Ob ich noch einen Kaffee möchte, fragt Julia. „Och, warum nicht“, sage ich. Julia setzt den Espressomaker auf den Induktionsherd. Mario schüttelt den Kopf und steckt sein Handy wieder ein. „Das ist doch sicher dein fünfter Kaffee heute.“ - Julia zählt. „Nein, der vierte! Und etwas müde bin ich immer noch.“ Mario erwidert mit erneutem Kopfschütteln „Du hast Probleme, Julia. Anämie!“

Es ist Anfang August. Girls on Bikes haben sich in der Heimatstadt der Brüder Héctor und Mario in der Region Asturias, im Norden Spaniens getroffen, um mit befreundeten Musikern aufzunehmen. In Asturias seien einige der schönsten Strände Spaniens zu finden, heißt es. Das Klima und die Landschaft unterscheiden sich stark vom Rest des Landes. „Jeden Tag regnet es hier mindestens einmal“, sagt Mario. „Aber nie so richtig.

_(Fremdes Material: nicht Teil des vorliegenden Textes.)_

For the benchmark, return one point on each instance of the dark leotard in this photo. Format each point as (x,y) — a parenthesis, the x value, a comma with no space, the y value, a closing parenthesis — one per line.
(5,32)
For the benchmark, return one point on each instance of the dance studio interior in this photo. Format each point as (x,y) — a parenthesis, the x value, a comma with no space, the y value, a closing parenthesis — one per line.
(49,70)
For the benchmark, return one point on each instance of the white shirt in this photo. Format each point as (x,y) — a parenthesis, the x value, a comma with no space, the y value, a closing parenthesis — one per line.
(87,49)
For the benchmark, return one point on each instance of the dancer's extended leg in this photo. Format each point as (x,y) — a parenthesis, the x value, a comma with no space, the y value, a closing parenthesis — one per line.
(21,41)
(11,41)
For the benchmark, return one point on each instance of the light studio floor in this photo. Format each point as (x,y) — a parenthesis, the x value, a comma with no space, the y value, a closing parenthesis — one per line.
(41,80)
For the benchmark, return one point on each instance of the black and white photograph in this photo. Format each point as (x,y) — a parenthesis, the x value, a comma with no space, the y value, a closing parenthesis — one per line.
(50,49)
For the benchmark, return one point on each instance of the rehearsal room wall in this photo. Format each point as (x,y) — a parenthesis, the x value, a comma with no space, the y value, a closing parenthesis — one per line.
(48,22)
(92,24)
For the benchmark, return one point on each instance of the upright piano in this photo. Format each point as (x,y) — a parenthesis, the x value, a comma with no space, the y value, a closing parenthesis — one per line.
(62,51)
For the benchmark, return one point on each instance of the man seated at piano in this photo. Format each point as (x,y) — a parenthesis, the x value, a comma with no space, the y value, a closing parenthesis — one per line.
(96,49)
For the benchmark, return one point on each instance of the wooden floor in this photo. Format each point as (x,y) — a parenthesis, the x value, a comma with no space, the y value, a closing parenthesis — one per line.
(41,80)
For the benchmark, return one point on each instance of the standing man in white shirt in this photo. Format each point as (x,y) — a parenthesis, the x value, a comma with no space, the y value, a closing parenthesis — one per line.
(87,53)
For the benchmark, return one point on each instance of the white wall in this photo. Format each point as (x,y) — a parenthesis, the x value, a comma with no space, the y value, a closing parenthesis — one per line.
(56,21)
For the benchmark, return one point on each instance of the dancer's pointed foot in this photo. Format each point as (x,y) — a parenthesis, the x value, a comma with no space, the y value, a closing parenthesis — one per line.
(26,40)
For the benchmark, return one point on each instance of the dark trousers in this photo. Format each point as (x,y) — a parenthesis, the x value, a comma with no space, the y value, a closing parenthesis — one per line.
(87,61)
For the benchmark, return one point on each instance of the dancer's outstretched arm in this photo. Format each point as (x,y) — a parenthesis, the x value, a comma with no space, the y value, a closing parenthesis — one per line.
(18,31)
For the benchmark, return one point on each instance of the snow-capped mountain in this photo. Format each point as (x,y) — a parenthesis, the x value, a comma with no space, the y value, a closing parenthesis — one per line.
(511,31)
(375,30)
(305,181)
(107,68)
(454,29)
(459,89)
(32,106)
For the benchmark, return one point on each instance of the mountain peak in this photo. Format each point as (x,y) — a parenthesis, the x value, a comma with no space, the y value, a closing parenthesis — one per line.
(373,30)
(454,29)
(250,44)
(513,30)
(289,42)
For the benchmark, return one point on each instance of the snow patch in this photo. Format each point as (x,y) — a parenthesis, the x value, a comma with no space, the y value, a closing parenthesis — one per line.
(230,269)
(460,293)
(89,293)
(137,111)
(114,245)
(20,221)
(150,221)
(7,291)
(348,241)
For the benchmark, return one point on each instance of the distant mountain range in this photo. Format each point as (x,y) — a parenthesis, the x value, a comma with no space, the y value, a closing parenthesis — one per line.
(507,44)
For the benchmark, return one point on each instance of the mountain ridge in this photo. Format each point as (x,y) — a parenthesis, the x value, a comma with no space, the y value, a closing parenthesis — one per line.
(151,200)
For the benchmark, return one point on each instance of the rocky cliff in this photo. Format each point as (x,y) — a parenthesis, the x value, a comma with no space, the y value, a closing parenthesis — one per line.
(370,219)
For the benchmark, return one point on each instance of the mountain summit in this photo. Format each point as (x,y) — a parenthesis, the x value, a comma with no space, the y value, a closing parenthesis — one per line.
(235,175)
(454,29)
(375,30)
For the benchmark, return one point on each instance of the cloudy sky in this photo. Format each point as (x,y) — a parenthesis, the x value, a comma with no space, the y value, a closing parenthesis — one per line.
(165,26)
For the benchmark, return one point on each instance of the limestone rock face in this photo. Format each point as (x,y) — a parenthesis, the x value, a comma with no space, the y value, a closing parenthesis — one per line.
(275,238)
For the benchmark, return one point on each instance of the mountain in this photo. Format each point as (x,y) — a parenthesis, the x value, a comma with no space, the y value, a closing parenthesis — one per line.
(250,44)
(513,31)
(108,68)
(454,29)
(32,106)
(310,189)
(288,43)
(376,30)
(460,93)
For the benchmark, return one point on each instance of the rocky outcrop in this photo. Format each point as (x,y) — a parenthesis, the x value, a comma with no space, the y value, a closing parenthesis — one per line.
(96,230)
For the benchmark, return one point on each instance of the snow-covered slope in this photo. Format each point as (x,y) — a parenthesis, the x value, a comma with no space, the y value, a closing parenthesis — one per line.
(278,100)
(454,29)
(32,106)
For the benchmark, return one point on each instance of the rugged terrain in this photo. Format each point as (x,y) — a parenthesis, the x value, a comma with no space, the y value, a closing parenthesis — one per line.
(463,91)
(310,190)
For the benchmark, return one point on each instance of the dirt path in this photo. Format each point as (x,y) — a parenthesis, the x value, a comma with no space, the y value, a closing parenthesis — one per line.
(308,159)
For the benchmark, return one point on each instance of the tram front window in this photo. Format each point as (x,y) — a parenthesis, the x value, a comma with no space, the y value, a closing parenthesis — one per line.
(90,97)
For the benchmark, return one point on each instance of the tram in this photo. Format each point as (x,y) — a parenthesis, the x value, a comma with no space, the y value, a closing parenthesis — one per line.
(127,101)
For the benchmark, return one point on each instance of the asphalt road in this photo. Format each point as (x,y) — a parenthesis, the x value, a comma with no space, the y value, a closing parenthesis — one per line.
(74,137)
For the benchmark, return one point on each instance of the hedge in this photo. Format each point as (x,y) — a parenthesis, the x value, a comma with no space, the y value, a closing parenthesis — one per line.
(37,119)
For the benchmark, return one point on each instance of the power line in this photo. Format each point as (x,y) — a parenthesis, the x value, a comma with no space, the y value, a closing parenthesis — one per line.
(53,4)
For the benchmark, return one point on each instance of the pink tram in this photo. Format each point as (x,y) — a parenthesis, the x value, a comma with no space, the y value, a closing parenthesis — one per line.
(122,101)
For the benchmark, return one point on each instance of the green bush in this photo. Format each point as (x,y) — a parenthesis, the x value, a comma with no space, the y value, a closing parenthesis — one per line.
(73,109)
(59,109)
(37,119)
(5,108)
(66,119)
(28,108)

Das ist noch weniger als Nieselregen. Man nennt den Regen orbayu. Deshalb ist es hier auch so grün.“ Von der schönen Landschaft und den Stränden ist in dieser Kleinstadt jedoch nicht allzu viel zu sehen. Las Vegas heißt der Ort mit knapp 8.000 Einwohnern, der größtenteils aus Betonblöcken und Rentnern besteht. „Beste Straße“, sagt Mario, als wir in eine verlassene Seitengasse gehen, um zum Supermarkt zu laufen. Er zeigt auf ein zerfallenes Haus, dessen Dachfenster von einem Banner ZU VERKAUFEN verdeckt werden. „Bandimmobilien“, sagt er und lacht. Julia möchte sich im Supermarkt noch eine Flasche Wasser kaufen, weil ihr das lokale Leitungswasser nicht allzu gut bekommt. „Bestes Quellwasser!“, sagt Héctor „nach einer Woche schmeckst du das Chlor gar nicht mehr. Von Bakterien kann man sterben, von Chemie nicht.“ Wir überqueren die Straße. Mario bleibt vor einem Schaufenster mit Damenklamotten stehen. „Eh, das musst du bei unserem Auftritt anziehen.“ Er zeigt auf ein weißes Kleid im 60er Jahre Stil mit großen, gelben Punkten. „Und wir beide schwarz. Ich natürlich mit Kobrashirt.“ „TAKA TAKA“, sagt Julia und schüttelt den Kopf. „Wir können abstimmen“, sagt Héctor „wir sind eine demokratische Band. Auch wenn ich das Sagen habe.“ Héctor und Mario heben die Hand. „Zwei gegen Eins. Dann gehörst du auch endlich dazu. Du hast ein Kleid aus dem Block.“ Mario rüttelt an der Tür. Der Laden hat wegen Urlaub geschlossen.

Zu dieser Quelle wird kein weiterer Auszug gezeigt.